Fixer-uppers believe that life just happens to them. They think they have no control over the cirumstances in which they find themselves and constantly make excuses as to why things aren’t improving. “I just have bad luck.” “It doesn’t matter if I try, it still won’t work out.” “It’s been like this for a while, this is who it’s going to be forever.”
Getting involved with a fixer-upper is seductive; you think you’ll be the one to show them just how wonderful life can be. Life is a wonderful journey and the fixer-upper was clearly just missing someone to point that out. You can be this person, you tell yourself. The fixer-upper has so much potential, filled with talent and intelligence…once you’re able to show them how great life can be, they’ll flourish into everything you want. And then you’ll have the pride of knowing you turned someone’s life around and you end up with a wonderful person. What a great deal!
The problem is that fixer-uppers won’t change because of you; at least, not while you’re together. Someone who believes life is simply happening to them can’t be convinced by your charms. You may make an impression on him or her by the way you live your life, but ultimately you won’t be the beneficiary of their turnaround. The best you can hope to do is escape without getting in too deep and pray that you made a good enough impression that the fixer-upper will take steps to fix themselves.
What fixer-uppers need is a change in perspective, they need to believe that they do have some control over their life and circumstances. They need to stop making excuses as to why that can’t happen now. And you can’t be the one to tell them that. No one changes unless they a) want to change and b) believe that they can. Fixer-uppers don’t subscribe to either. You may have some fun initially and take solace in being their security blanket, but ultimately the unbalanced relationship this creates will become oppressive to you.
Also, if you meet someone and think right away that they may be a fixer-upper, chances are that they’re not. Fixer-uppers tend to be more subtle because they believe their plight is their own and no one else can understand, so why share details with you? The details slowly start to reveal themselves as you spend more time together. Those who reveal a bout with depression, or an alcoholic parent, or a bad past relationship at the onset are most likely not fixer-uppers. They’re trying to be open about the issues they are addressing, which indicates that they issues are being addressed. Again, we all have issues we’re dealing with, and someone being open about them usually means that they want to put their cards on the table so they can have an honest relationship with you.

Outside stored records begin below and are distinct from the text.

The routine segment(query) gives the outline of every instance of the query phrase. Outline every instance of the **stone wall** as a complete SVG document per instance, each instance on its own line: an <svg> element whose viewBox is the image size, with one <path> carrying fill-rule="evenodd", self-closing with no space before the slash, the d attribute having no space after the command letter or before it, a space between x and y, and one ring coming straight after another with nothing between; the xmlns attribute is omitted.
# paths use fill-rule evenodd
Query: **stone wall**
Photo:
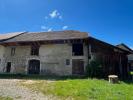
<svg viewBox="0 0 133 100"><path fill-rule="evenodd" d="M0 45L0 72L3 72L4 53L5 53L5 48L4 46Z"/></svg>
<svg viewBox="0 0 133 100"><path fill-rule="evenodd" d="M40 47L41 73L70 75L71 64L66 65L66 59L71 60L71 45L51 44Z"/></svg>
<svg viewBox="0 0 133 100"><path fill-rule="evenodd" d="M72 56L71 44L47 44L41 45L39 56L30 55L30 46L16 46L15 55L11 56L11 47L5 47L3 68L5 71L7 62L11 62L11 73L28 73L29 60L40 60L40 74L72 75L72 59L83 59L88 63L87 46L84 45L84 56ZM66 59L70 65L66 65Z"/></svg>
<svg viewBox="0 0 133 100"><path fill-rule="evenodd" d="M11 73L26 73L26 62L27 57L30 56L30 46L16 46L14 56L11 56L11 48L5 48L4 71L6 70L7 62L11 62Z"/></svg>

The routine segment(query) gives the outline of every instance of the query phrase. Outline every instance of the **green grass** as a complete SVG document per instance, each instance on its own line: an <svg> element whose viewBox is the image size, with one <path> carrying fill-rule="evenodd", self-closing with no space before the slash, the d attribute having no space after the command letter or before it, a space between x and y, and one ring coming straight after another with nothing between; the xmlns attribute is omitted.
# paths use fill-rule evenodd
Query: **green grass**
<svg viewBox="0 0 133 100"><path fill-rule="evenodd" d="M53 82L38 80L32 84L23 81L22 85L64 100L133 100L132 83L110 84L98 79L68 79Z"/></svg>
<svg viewBox="0 0 133 100"><path fill-rule="evenodd" d="M10 98L10 97L2 97L2 96L0 96L0 100L13 100L13 99Z"/></svg>

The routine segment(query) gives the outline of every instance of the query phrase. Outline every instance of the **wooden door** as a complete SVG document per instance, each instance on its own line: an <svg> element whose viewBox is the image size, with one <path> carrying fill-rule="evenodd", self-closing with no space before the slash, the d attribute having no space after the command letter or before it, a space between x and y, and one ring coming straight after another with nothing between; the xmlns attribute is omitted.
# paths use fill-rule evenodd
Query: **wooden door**
<svg viewBox="0 0 133 100"><path fill-rule="evenodd" d="M29 61L29 74L39 74L40 73L40 61L30 60Z"/></svg>
<svg viewBox="0 0 133 100"><path fill-rule="evenodd" d="M6 65L6 72L10 73L10 71L11 71L11 62L8 62Z"/></svg>
<svg viewBox="0 0 133 100"><path fill-rule="evenodd" d="M84 74L84 61L81 59L72 60L72 74L83 75Z"/></svg>

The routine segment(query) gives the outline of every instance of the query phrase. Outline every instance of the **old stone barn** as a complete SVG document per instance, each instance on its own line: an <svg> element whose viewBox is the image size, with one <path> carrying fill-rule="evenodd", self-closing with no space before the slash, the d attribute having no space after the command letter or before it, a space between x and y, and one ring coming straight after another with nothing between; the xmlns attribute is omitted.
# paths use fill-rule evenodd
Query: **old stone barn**
<svg viewBox="0 0 133 100"><path fill-rule="evenodd" d="M105 76L128 77L129 51L85 32L20 32L0 35L0 72L41 75L85 75L91 60L102 60Z"/></svg>

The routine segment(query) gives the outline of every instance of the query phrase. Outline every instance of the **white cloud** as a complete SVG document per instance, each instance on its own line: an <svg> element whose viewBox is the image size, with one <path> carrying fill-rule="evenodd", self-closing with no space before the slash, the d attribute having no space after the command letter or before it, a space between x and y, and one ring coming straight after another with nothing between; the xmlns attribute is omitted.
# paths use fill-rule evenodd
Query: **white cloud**
<svg viewBox="0 0 133 100"><path fill-rule="evenodd" d="M67 29L67 28L68 28L68 26L63 26L63 27L62 27L63 30L65 30L65 29Z"/></svg>
<svg viewBox="0 0 133 100"><path fill-rule="evenodd" d="M48 29L48 32L51 32L52 30L53 30L52 28L49 28L49 29Z"/></svg>
<svg viewBox="0 0 133 100"><path fill-rule="evenodd" d="M49 14L49 16L51 17L51 18L56 18L56 17L58 17L60 14L59 14L59 12L57 11L57 10L54 10L54 11L52 11L50 14Z"/></svg>
<svg viewBox="0 0 133 100"><path fill-rule="evenodd" d="M46 26L41 26L41 29L46 30L47 27Z"/></svg>
<svg viewBox="0 0 133 100"><path fill-rule="evenodd" d="M51 18L59 18L59 19L62 19L62 15L58 12L58 10L53 10L49 16Z"/></svg>
<svg viewBox="0 0 133 100"><path fill-rule="evenodd" d="M51 19L62 20L63 19L63 16L58 12L58 10L53 10L48 15L44 16L44 20L45 20L45 25L46 26L45 25L42 25L41 26L41 29L43 31L48 31L48 32L53 31L53 27L47 26L47 23L46 23L48 21L50 21L49 23L51 23L52 21L54 21L54 20L51 20ZM65 30L67 28L68 28L68 26L63 26L62 27L63 30Z"/></svg>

So beware the fixer-upper, you may think you can change them and turn them into a more wonderful person, but you’re wrong. Fixer-uppers may be fun for a short amount of time, but long-term is not in the cards. Also, be careful not to label someone as a fixer-upper early on because they may just be open and honest. Remember, we all have issues, it’s the way that we deal with them that determines the difference between a fixer-upper and everyone else.